Throwing Rocks at the Google Bus: How Growth Became the Enemy of Prosperity by Douglas Rushkoff.
Published in March of 2016.
The architect Daniel Burnham (1846-1912) once said that we should “make no little plans”. The media theorist Douglas Rushkoff (1955 - ) is a big thinking public intellectual.
Not content to analyze the place of technology companies in the new economy, Rushkoff wants us to imagine any entirely different set of social and economic arrangements.
In Throwing Rocks at the Google Bus, Rushkoff posits that our current economic system is analogous to a buggy operating system. What is needed is a new economic OS, one written to benefit consumers (citizens) rather capital holders. In Rushkoff’s view, wage stagnation and unemployment and economic insecurity are not bugs of the current economic system, but features.

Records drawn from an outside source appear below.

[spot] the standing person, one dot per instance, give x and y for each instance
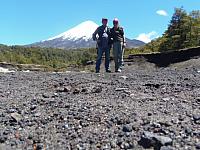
(103, 44)
(119, 43)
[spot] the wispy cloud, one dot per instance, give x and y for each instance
(147, 37)
(162, 12)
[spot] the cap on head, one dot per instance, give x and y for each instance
(115, 21)
(104, 19)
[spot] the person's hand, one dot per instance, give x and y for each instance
(124, 45)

The rules of unrestricted market capitalism require continuous growth above all other outcomes. Companies become less vehicles to serve the broad needs of customers, employees and suppliers - and more excuses to concentrate wealth and power in the hands of the few.
For Rushkoff, companies like Uber personify all that has gone wrong in the 21st century digital economy. Uber drivers subsist barely livable wages - while the owners of Uber (those that control the apps and the data) grow ridiculously wealthy. What if Uber (or Airbnb or Amazon) were owned by its workers and customers - rather than the venture capitalists?

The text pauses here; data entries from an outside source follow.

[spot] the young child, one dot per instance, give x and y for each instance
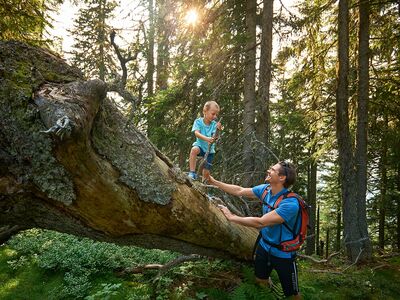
(204, 129)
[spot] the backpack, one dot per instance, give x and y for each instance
(303, 217)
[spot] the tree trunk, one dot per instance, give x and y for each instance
(68, 162)
(352, 238)
(312, 201)
(102, 39)
(338, 229)
(327, 243)
(249, 92)
(398, 206)
(263, 98)
(317, 236)
(150, 54)
(383, 186)
(362, 125)
(265, 71)
(163, 32)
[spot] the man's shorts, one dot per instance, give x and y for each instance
(210, 157)
(285, 267)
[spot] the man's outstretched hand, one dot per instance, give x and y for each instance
(225, 211)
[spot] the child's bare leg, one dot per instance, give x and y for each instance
(193, 158)
(206, 174)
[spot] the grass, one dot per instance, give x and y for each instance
(34, 265)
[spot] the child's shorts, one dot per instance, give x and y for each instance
(210, 157)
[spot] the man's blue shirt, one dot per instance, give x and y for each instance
(288, 210)
(207, 130)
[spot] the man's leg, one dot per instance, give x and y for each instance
(262, 267)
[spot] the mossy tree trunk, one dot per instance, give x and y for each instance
(69, 163)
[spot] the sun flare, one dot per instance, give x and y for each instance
(191, 17)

What if the goals of today’s tech companies were not limitless growth (and an exit by IPO or acquisition) but strong enough revenues to compensate employees and pay steady dividends to investors? Rushkoff asks - what if Twitter had never gone the IPO route, taking in $2 billion dollars and initially valuing the company at around $32 billion (today it is worth less around $11 billion). If Twitter had decided to bootstrap growth on current revenues, it would have taken in plenty of money to innovate its technology while well compensating employees and early investors. Today, Twitter is seen as a tech failure because the company has failed to live up to its growth expectations. This “failure” took in $2.2 billion dollars last year.
Is Rushkoff on to something in Throwing Rocks at the Google Bus? Is the economy like an operating system, one that can be re-written when it no longer suits the needs of its users?

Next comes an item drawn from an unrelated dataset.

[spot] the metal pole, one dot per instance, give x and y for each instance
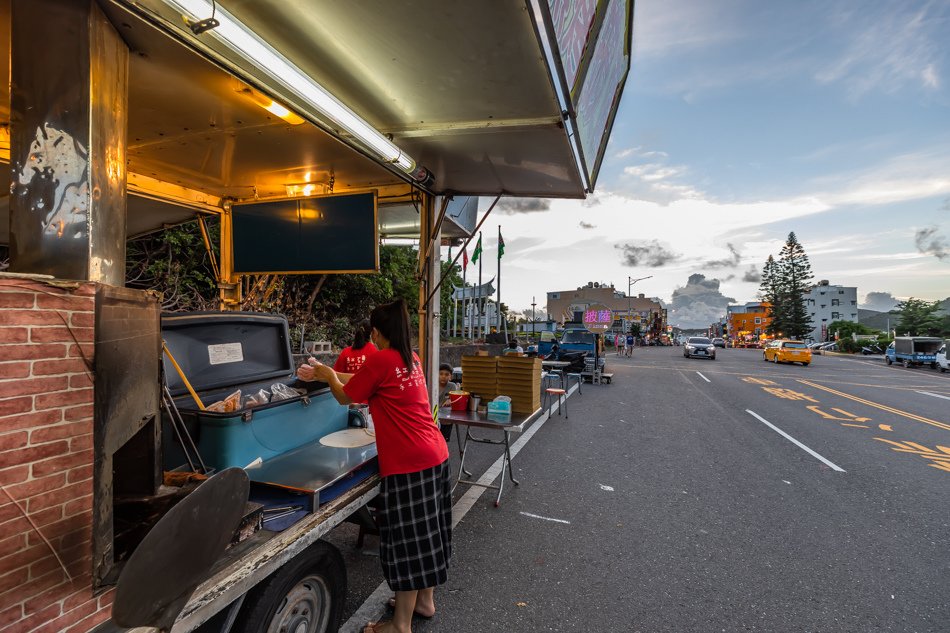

As I was reading Rushkoff’s book, the irony that I was reading by listening to an audiobook version - purchased through Amazon’s Audible division - did not escape me. We may be worried about the damaging impact of Amazon’s emerging monopoly in digital books. But it is also Amazon that built a market and an ecosystem of digital books. A market and an ecosystem that has made reading books more enjoyable and less expensive, while at the same time benefiting (I assume) authors like Rushkoff.
It seems to me that Rushkoff has well described the symptoms of the digital economy (inequality, insecurity, stagnant wages, high healthcare and education costs, underemployment, etc. etc.), but has failed in has diagnosis of the underlying disease.
The downsides in wages and security for Uber workers are not the causes of our economic problems, but the results.
It is entertaining to read about the failures of large tech and media companies, but social change and economic justice would be better served by advocacy for progressive taxation, worker protections, and public investments.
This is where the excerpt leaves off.